Bir an için sadece saatin sesi duyuldu. Sonra Maja ayağa kalktı. “Reiter anonim aramanın arkasındaysa, susmamı istiyor. Ama susmayacağım.”
Weber başını salladı. “Bir ekip oluşturuyorum. Onu bulacağız.”
Ancak Maja başını salladı. “Hayır. Beni hedef aldıysa, ancak yalnız olduğumu düşündüğünde ortaya çıkacaktır.”
Weber kaşlarını çattı. “Onu kışkırtmak mı istiyorsunuz?”
“Buna yem diyelim,” dedi Maja soğukça. “Beni korkutmak istedi. Şimdi ona gerçekten neden korkması gerektiğini göstereceğim.”
Dışarıda uzakta gök gürlüyordu. Maja pencereye yürüdü, karanlığa baktı. “Geri gelecek,” diye fısıldadı. “Ve bu kez hazır olacağım.”
Üç gece sonra. Berlin yoğun bir bulut örtüsünün altındaydı. Sokaklar, fenerlerin ışığında parlıyordu. Maja, oturma odasında oturuyordu, ışıklar kısılmıştı ve kırık kapı kilidi bu arada değiştirilmişti. Masanın üzerinde, BKA’nın kurduğu gözetim sistemine bağlı dizüstü bilgisayarı vardı. Dışarıdaki her hareket kaydediliyordu. Bir sembol ve aynı zamanda bir uyarı olarak FBI ceketini tekrar giymişti. Yanında hizmet tabancası duruyordu, yüksüz ama görünür.
Reiter’in izlediğini biliyordu. Yalnız olduğunu düşünmeliydi.
Sonra bir ses, arka kapıda hafif bir tıkırtı. Maja zar zor fark edilir bir şekilde başını kaldırdı. Ekranda bir sinyal parladı: Hareket algılandı, arka giriş.
Yavaşça ayağa kalktı, el fenerini kaptı ve sessizce mutfağa doğru hareket etti. Dışarıda yağmur yağıyordu, şiddetli ve soğuktu. Bir silüet pencerenin önünden süzüldü.
Aniden kapı açıldı. Kapüşonlu, ıslak bir adam içeri girdi, elinde bir tabanca vardı.
“Uzun zaman oldu, Ajan Koman,” dedi boğuk bir sesle. “Seni uyarmıştım.”
Maja el fenerini açtı. Işık doğrudan yüzüne vurdu. Ve oradaydı: Paul Reiter.
“Her şeyi mahvettin,” diye tısladı. “Her yerde adamlarım vardı. Sadece görmezden gelmeliydin.”
“Ve sen de yozlaşmamalıydın,” diye yanıtladı Maja sakince.
Silahı kaldırdı, ama tetiği çekemeden, bir emir gürledi: “Polis! Silahı bırak!”

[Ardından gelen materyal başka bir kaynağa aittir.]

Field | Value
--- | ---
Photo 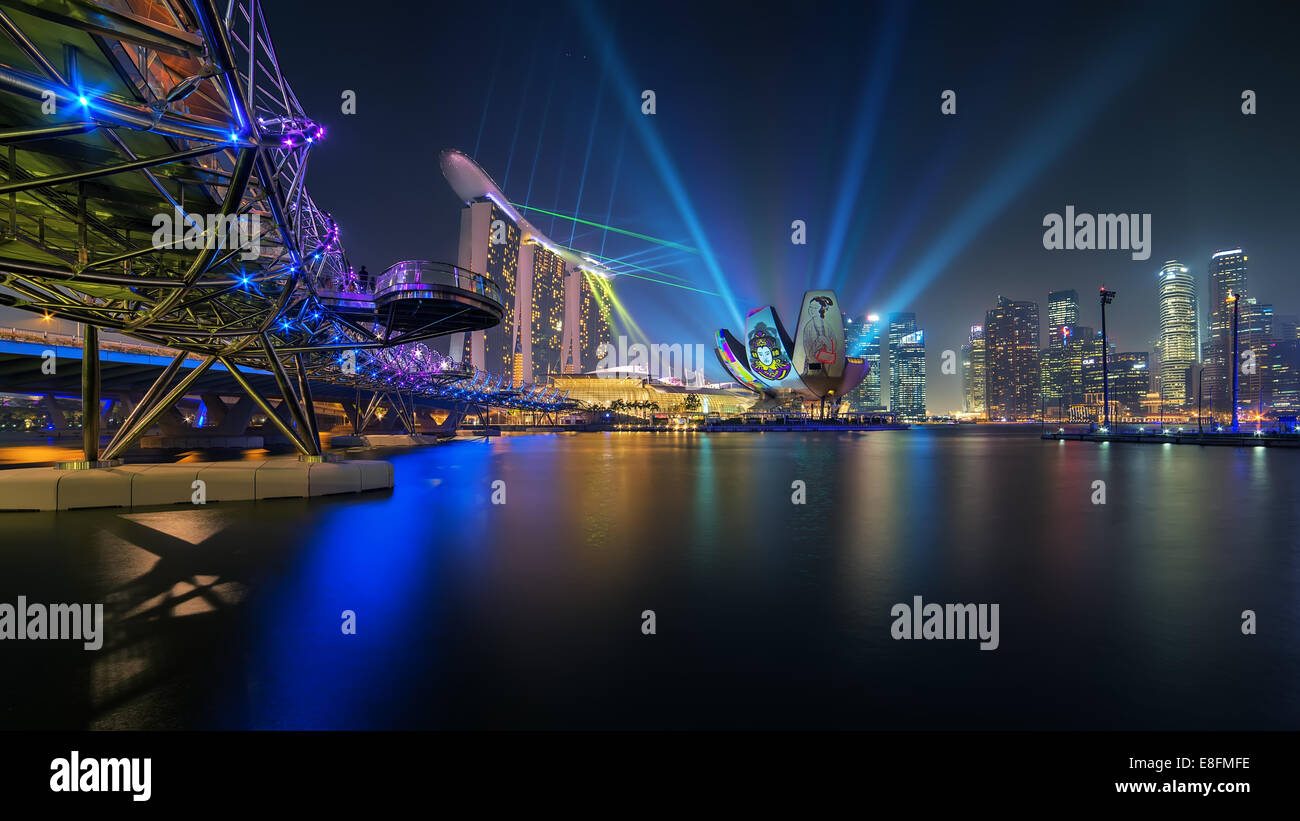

Tüm ev ışıkla doldu. BKA memurları içeri daldı. Reiter, şaşkınlık içinde silahını düşürdü, Maja ise sessizce izledi. Weber öne çıktı ve ona kelepçe taktı.
“Bu kadar, Reiter. İşin bitti.”
Maja derin bir nefes aldı. Dışarıdaki fırtına dinmişti ve günlerdir ilk kez bir sükûnet hakimdi. Weber ona baktı. “Değdi mi?”
Maja hafifçe başını salladı. “Adalet sustuğunda, birinin onu uyandıracak kadar sesli olması gerekir.”
Dışarıda şafak sökmeye başladı ve onunla birlikte kimsenin unutamayacağı bir gecenin sonu geldi.